UPC developed the DJ Farms Specific Plan, the largest planning document area in Guadalupe. The DJ Farms Revised Specific Plan establishes the land uses and development standards that would govern future development of the 209 acre DJ Farms property located within the City of Guadalupe. The site was annexed into the City in 1995 in order to accommodate the anticipated growth of Guadalupe. A Specific Plan was adopted at that time to plan for future growth. The Revised Specific Plan currently under review by the City expands upon that original Specific Plan by illustrating the capital improvements needed to accommodate desired development and estimates the likely fiscal effects on the City of Guadalupe. It is expected to be submitted to the City Council in early 2011.
The plan accommodates development of up to 802 single-family units in diverse densities reflecting the desired home types needed for Guadalupe. 18 acres of commercial land uses are also included in the plan that would be phased over several years.
One of the goals of the Revised Specific Plan is to allow the development of new commercial businesses that will not detract from efforts to revitalize the downtown. To accomplish this goal, the plan places a limit on the floor area of new commercial development devoted to uses that could compete directly with businesses in the downtown.
The plan designates a 12-acre site for the Guadalupe School District, a public park for active recreation, project parks throughout the development, and open space. Multi-use public trails would be designed along the Union Pacific and Santa Maria Valley Railroad lines connecting open space pockets.

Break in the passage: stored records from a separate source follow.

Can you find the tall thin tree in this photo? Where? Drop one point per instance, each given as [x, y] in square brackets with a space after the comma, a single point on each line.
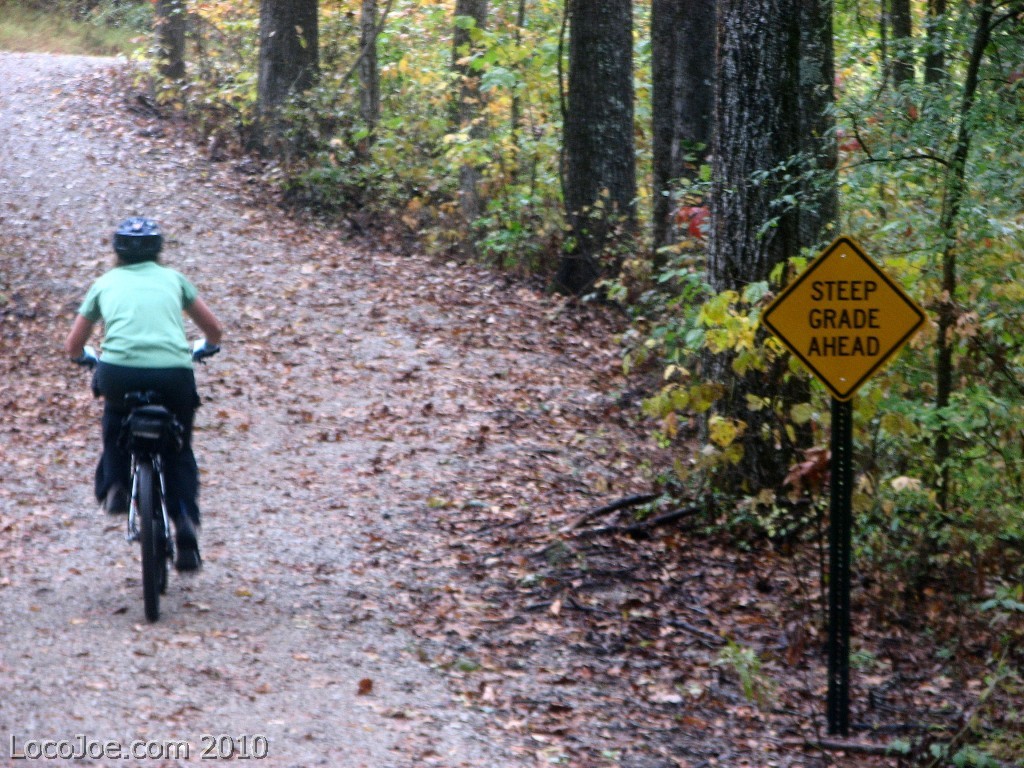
[289, 59]
[370, 83]
[170, 19]
[599, 180]
[466, 112]
[759, 169]
[682, 100]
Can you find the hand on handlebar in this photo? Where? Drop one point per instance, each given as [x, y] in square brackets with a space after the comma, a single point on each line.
[202, 350]
[88, 358]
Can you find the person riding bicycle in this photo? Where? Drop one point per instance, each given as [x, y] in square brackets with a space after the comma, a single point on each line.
[145, 349]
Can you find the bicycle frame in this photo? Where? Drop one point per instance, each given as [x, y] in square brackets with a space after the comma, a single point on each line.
[132, 534]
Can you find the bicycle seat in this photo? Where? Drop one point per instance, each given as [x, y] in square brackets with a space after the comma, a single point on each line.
[134, 399]
[153, 429]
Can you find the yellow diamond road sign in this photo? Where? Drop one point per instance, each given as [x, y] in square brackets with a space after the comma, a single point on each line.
[843, 317]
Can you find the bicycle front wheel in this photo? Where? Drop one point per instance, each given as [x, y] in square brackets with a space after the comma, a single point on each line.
[153, 539]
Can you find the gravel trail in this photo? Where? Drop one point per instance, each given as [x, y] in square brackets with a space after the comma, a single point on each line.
[339, 407]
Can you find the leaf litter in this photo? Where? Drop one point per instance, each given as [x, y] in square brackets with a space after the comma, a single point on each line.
[396, 456]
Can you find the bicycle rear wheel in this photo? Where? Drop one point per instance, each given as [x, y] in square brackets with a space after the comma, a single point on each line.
[153, 539]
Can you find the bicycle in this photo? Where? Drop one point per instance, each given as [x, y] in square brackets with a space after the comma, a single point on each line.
[150, 432]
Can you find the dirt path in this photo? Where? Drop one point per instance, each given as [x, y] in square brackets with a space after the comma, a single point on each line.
[357, 391]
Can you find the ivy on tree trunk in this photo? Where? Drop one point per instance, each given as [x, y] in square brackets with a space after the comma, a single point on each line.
[765, 189]
[682, 100]
[599, 157]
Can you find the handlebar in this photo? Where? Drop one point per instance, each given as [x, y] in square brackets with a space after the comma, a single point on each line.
[200, 351]
[88, 358]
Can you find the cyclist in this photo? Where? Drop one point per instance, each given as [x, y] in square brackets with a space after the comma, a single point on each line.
[144, 348]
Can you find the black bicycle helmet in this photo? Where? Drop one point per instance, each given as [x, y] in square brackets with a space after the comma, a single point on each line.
[138, 240]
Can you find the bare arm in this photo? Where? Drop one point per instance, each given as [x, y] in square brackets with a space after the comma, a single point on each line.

A 100-foot wide agricultural buffer is located around the perimeter of the plan area. The agricultural buffer would consist of a perimeter road and landscaping around the plan area to reduce conflicts between urban development and farming.
Development that results from adherence to the Revised Specific Plan would be accessed off of Main Street by extensions of Obispo Street and Flower Avenue into a network of interior circulation streets. Improvements to Main Street including signalization would result. No access would be provided directly onto Highway 1. Other necessary infrastructure improvements include connections to sewer and water service.